Horde - No job notifications on lease execution errors

Hi,

We recently had a build issue that has highlighted a slight problem with Horde’s job notifications. One of the tests run during would use up all of the memory available on the worker running the test. This sometimes caused the agent to crash, after which Horde would mark the lease as failed with either an execution error or cancelled and the job would be terminated. When this happens, Horde doesn’t send the usual job completion notifications, which can delay noticing and fixing the problem due to the Slack notifications channel appearing healthy. This can be especially problematic since these kinds of job failures tend to only happen when there are serious issues. Is there any way for us to ensure that job notifications get sent regardless of how the job is completed? Or add in another layer of notification for when something outside of the job goes wrong that terminates the job?

[Image Removed]

Some misc observations:

  • We do get job notifications when someone cancels a job.
  • When jobs fail in this way, the job summary will not indicate that there was any issue with the job.

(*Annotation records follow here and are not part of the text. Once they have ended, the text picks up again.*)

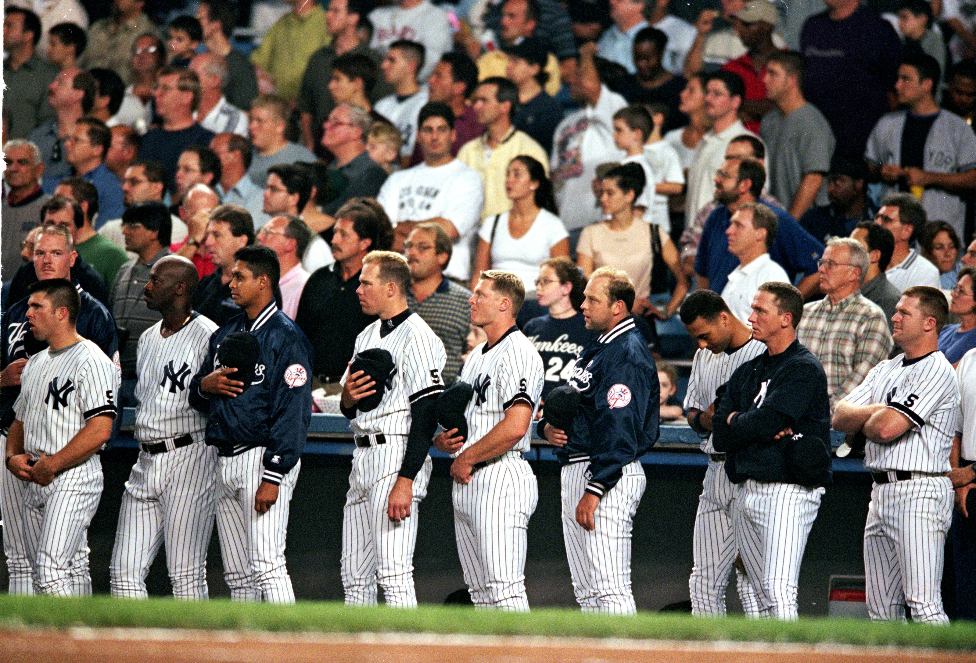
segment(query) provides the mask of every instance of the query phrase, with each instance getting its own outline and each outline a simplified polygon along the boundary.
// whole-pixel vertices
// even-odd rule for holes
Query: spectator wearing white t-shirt
[[[739,258],[739,266],[729,274],[721,295],[735,317],[747,325],[759,286],[769,281],[790,283],[786,270],[769,257],[777,226],[776,214],[768,207],[745,203],[732,214],[725,230],[729,253]]]
[[[522,280],[529,297],[535,292],[540,265],[550,257],[569,255],[569,233],[555,214],[552,184],[537,159],[527,155],[512,159],[505,191],[511,210],[488,216],[481,224],[473,280],[482,271],[504,269]]]
[[[417,141],[424,163],[389,176],[377,202],[393,223],[394,251],[402,253],[403,242],[418,223],[427,221],[444,228],[454,245],[444,275],[467,283],[484,186],[474,169],[451,156],[454,120],[451,106],[441,101],[421,108]]]

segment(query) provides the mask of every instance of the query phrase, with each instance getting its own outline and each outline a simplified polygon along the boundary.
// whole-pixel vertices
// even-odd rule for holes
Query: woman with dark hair
[[[539,265],[549,257],[569,255],[569,233],[556,216],[552,182],[536,159],[520,155],[508,163],[505,191],[511,210],[488,216],[478,232],[471,290],[486,269],[518,275],[532,303]]]
[[[569,379],[577,355],[595,335],[580,312],[586,287],[583,272],[568,257],[550,257],[539,269],[536,298],[549,313],[525,323],[522,332],[543,358],[544,399]]]
[[[608,171],[599,183],[600,206],[608,218],[583,229],[576,248],[577,264],[587,278],[603,266],[623,269],[633,281],[636,291],[634,315],[668,320],[688,293],[688,278],[681,271],[677,249],[668,233],[644,221],[643,214],[633,206],[644,190],[644,170],[633,163],[617,166]],[[650,300],[657,260],[668,266],[677,282],[664,311]],[[662,274],[660,266],[657,271],[658,281],[662,278],[666,281],[667,275]]]

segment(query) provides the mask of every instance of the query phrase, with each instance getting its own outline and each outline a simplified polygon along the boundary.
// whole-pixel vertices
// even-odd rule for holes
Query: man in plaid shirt
[[[894,341],[884,312],[860,292],[870,265],[861,243],[832,239],[819,264],[826,296],[803,307],[796,335],[824,366],[833,411],[887,358]]]

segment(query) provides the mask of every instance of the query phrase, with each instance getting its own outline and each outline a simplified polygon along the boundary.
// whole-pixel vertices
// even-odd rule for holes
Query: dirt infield
[[[922,663],[976,654],[850,645],[176,629],[0,631],[4,663]]]

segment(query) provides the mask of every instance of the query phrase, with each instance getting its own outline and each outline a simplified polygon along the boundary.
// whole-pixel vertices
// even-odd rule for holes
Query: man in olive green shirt
[[[285,0],[293,11],[278,19],[254,53],[258,76],[274,82],[275,94],[293,101],[299,97],[308,58],[332,42],[325,11],[315,0]]]

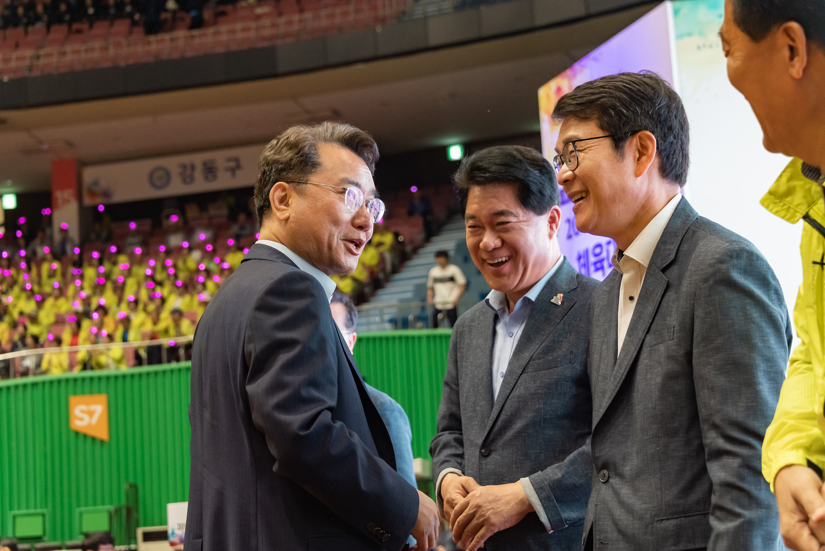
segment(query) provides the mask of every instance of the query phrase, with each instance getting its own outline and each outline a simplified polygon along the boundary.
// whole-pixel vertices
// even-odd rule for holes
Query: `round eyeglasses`
[[[568,142],[562,148],[562,154],[553,158],[553,167],[556,169],[556,173],[562,169],[563,165],[567,165],[570,172],[573,172],[578,168],[578,150],[576,148],[577,142],[589,142],[592,139],[612,137],[612,135],[596,136],[596,138],[582,138],[582,139],[574,139],[572,142]]]
[[[341,187],[340,186],[330,186],[329,184],[319,184],[317,181],[304,181],[304,180],[290,180],[290,182],[298,182],[299,184],[314,184],[315,186],[323,186],[324,187],[332,187],[336,190],[344,190],[346,193],[344,194],[344,205],[350,212],[358,212],[358,210],[361,208],[364,205],[364,192],[357,186],[350,186],[349,187]],[[379,222],[382,218],[384,218],[384,213],[387,210],[386,205],[378,197],[375,199],[370,199],[366,202],[366,211],[370,214],[370,218],[372,219],[373,222]]]

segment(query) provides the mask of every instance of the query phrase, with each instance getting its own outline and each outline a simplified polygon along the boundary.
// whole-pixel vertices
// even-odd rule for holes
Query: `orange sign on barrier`
[[[68,425],[93,438],[109,441],[109,400],[106,394],[68,397]]]

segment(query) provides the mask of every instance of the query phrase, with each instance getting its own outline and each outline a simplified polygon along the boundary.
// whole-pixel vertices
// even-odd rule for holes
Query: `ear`
[[[269,206],[272,210],[272,216],[281,222],[290,219],[290,207],[295,196],[295,188],[285,181],[277,181],[269,191]]]
[[[648,130],[642,130],[631,136],[628,144],[636,164],[634,174],[640,178],[656,159],[656,136]]]
[[[788,64],[788,73],[793,78],[802,78],[808,64],[808,40],[804,29],[796,21],[788,21],[780,26],[776,35],[785,52],[783,57]]]
[[[547,231],[550,239],[556,237],[559,227],[562,224],[562,210],[558,205],[554,205],[547,211]]]

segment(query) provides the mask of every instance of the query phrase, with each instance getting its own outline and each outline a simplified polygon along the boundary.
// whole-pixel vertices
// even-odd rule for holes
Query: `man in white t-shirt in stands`
[[[438,327],[439,316],[444,314],[451,327],[459,317],[459,298],[467,289],[467,278],[461,268],[450,263],[450,253],[446,251],[436,253],[436,262],[437,266],[430,269],[427,277],[427,302],[436,307],[432,311],[432,327]]]

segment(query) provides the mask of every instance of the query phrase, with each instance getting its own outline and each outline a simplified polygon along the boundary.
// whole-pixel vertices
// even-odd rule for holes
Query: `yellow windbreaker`
[[[806,218],[802,230],[803,281],[794,307],[794,324],[801,339],[790,355],[788,378],[779,405],[762,443],[762,474],[774,490],[780,469],[808,464],[825,470],[825,207],[823,191],[802,174],[794,158],[760,201],[784,220],[796,224]]]

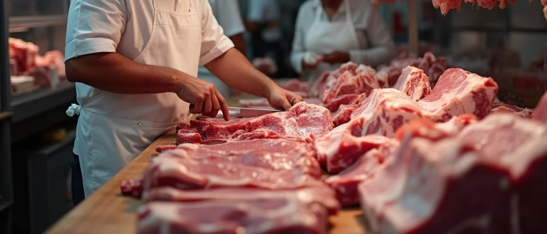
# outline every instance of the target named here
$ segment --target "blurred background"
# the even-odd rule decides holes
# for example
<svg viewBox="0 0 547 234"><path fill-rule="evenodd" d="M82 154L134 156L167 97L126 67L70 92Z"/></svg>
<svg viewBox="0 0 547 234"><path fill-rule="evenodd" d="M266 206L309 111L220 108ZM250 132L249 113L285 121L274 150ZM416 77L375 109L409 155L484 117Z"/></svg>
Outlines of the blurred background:
<svg viewBox="0 0 547 234"><path fill-rule="evenodd" d="M239 0L246 23L251 1ZM278 24L281 33L263 49L253 45L253 32L248 31L247 56L278 62L277 71L270 74L274 79L298 77L288 58L296 14L305 1L269 1L277 9L265 10L278 14L267 20ZM69 168L77 119L65 111L76 103L75 91L64 78L62 57L69 0L0 2L2 43L7 44L8 37L22 40L10 43L32 43L40 59L50 61L46 69L27 72L13 59L5 61L9 52L0 50L2 64L10 65L0 69L0 233L40 233L72 207ZM407 50L408 2L378 8L398 49ZM533 107L547 90L547 23L542 8L539 1L492 10L462 4L459 12L442 15L430 1L421 1L420 53L432 52L445 57L449 67L492 77L502 101Z"/></svg>

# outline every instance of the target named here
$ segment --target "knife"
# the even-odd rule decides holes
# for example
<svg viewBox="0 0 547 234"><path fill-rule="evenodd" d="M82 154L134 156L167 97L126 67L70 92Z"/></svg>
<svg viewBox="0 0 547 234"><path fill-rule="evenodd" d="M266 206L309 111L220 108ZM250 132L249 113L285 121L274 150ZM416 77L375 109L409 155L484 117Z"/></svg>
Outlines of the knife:
<svg viewBox="0 0 547 234"><path fill-rule="evenodd" d="M241 118L249 118L253 117L261 116L264 115L271 114L272 113L278 112L281 111L274 109L262 109L257 108L243 108L243 107L228 107L230 111L230 116ZM222 115L222 112L219 111L219 114Z"/></svg>
<svg viewBox="0 0 547 234"><path fill-rule="evenodd" d="M193 109L193 107L191 106L193 105L190 105L190 109ZM264 115L270 114L272 113L278 112L282 111L275 109L258 109L258 108L243 108L243 107L228 107L228 111L229 111L229 115L230 116L240 117L240 118L249 118L253 117L261 116ZM222 116L222 111L219 111L218 113L217 114L217 117Z"/></svg>

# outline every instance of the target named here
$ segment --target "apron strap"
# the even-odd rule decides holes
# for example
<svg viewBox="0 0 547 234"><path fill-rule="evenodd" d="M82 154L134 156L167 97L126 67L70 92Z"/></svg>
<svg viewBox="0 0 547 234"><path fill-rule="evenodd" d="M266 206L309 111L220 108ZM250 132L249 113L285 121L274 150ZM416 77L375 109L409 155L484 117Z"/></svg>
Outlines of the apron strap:
<svg viewBox="0 0 547 234"><path fill-rule="evenodd" d="M351 8L350 7L350 0L344 0L344 5L346 7L346 20L353 25L353 20L351 19L351 12L350 10L351 9Z"/></svg>
<svg viewBox="0 0 547 234"><path fill-rule="evenodd" d="M319 2L319 7L317 8L317 10L315 11L315 21L316 22L319 22L321 21L321 10L323 10L323 7L321 5L321 3Z"/></svg>
<svg viewBox="0 0 547 234"><path fill-rule="evenodd" d="M321 4L321 3L319 3ZM344 8L346 9L346 21L347 22L352 23L353 20L351 19L351 12L350 10L351 8L350 6L350 1L344 0ZM318 7L317 10L315 12L315 21L317 22L319 22L321 19L321 11L323 9L323 7ZM353 24L352 23L353 25Z"/></svg>

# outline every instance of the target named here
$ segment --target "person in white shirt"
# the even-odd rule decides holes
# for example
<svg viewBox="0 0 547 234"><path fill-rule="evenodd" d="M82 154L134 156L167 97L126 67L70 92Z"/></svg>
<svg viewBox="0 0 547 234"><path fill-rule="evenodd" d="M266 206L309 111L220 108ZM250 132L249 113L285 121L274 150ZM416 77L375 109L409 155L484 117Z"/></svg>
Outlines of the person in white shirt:
<svg viewBox="0 0 547 234"><path fill-rule="evenodd" d="M245 40L243 36L245 32L245 26L241 19L237 0L208 1L213 14L224 30L224 35L234 42L234 48L245 54ZM225 98L231 96L231 89L230 87L214 76L206 67L200 66L197 70L197 77L214 84L217 90Z"/></svg>
<svg viewBox="0 0 547 234"><path fill-rule="evenodd" d="M290 63L309 81L352 61L376 66L396 53L370 0L309 0L298 12Z"/></svg>
<svg viewBox="0 0 547 234"><path fill-rule="evenodd" d="M229 118L222 95L196 78L199 65L275 107L302 100L234 49L206 0L73 0L66 39L67 78L77 82L79 104L67 111L79 115L75 203L190 113L221 110Z"/></svg>
<svg viewBox="0 0 547 234"><path fill-rule="evenodd" d="M254 58L271 57L276 61L278 71L284 71L285 53L281 45L281 7L277 0L250 0L246 26L252 35L251 44ZM278 73L274 75L278 77Z"/></svg>

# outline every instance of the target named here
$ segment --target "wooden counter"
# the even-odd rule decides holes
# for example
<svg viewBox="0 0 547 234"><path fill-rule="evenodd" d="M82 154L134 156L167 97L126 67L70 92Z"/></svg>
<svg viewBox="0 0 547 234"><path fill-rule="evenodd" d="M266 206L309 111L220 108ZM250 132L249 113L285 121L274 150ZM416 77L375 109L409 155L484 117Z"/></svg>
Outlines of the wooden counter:
<svg viewBox="0 0 547 234"><path fill-rule="evenodd" d="M231 102L229 101L229 102ZM121 195L122 181L135 179L144 172L150 155L159 145L175 142L174 132L156 140L112 179L78 207L72 209L46 232L49 234L132 234L137 227L136 211L142 204L139 199ZM341 211L330 218L331 234L364 233L364 219L358 208Z"/></svg>

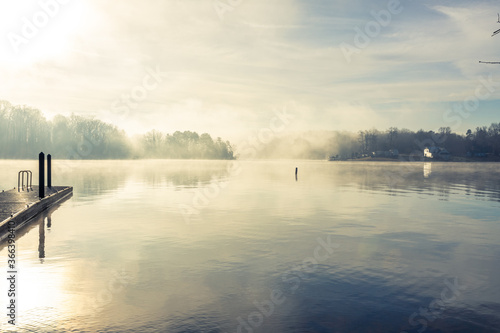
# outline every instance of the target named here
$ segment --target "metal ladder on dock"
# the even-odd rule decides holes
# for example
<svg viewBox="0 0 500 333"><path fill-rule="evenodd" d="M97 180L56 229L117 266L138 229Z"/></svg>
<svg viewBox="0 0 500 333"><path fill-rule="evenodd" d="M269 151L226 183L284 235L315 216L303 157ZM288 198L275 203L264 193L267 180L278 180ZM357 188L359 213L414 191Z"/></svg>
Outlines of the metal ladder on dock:
<svg viewBox="0 0 500 333"><path fill-rule="evenodd" d="M26 190L33 191L33 173L30 170L21 170L17 174L17 191L24 191L24 176L26 175Z"/></svg>

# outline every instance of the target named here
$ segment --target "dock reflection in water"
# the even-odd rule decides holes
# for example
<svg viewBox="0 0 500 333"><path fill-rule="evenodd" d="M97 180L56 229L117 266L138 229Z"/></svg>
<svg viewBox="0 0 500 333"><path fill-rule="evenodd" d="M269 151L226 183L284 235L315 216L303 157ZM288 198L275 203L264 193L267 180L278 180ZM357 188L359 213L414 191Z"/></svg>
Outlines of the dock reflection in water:
<svg viewBox="0 0 500 333"><path fill-rule="evenodd" d="M497 164L69 163L18 239L19 332L500 327Z"/></svg>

For example: “Job created Friday, November 14th at 10:18 AM PST by scheduler and completed Friday, November 14th at 11:02 AM PST.”
  • From the 10 or so jobs that failed in this way, I noticed that one of them did manage to send an issue notification in the triage channel for the job, but even that was for a warning rather than anything about the lease failing to execute correctly.
  • In the past I had posted about a [‘lease incomplete’ [Content removed] where our server was unable to save log blobs, the most severe version of that (3 retries into a cancelled lease) would also fail to send any job notifications.
  • Not sure if actually related, but a somewhat similar scenario is when Horde automatically cancels a preflight job due to a newer one being started against the same shelf CL. Whatever the solution to this problem is might need to distinguish between a couple of ways the lease can end up in the cancelled state.

Thanks for the help!

Steps to Reproduce

  1. Start a job that normally has some notifications set up. For example, our incremental build sends messages in a Slack channel when they complete.
  2. While the job is running, stop the agent. This should eventually lead to the lease being cancelled and the job failing.
  3. Notifications do not get sent for the job.

Hey Jeremy,

Thanks for the report. I definitely see how this can happen in code. I don’t have a quick workaround to offer you at the moment. But we need make sure the same code path for updating a job is triggered for when leases are cancelled due to timed out agent sessions.

To track this work, I’ve created an internal issue UE-355536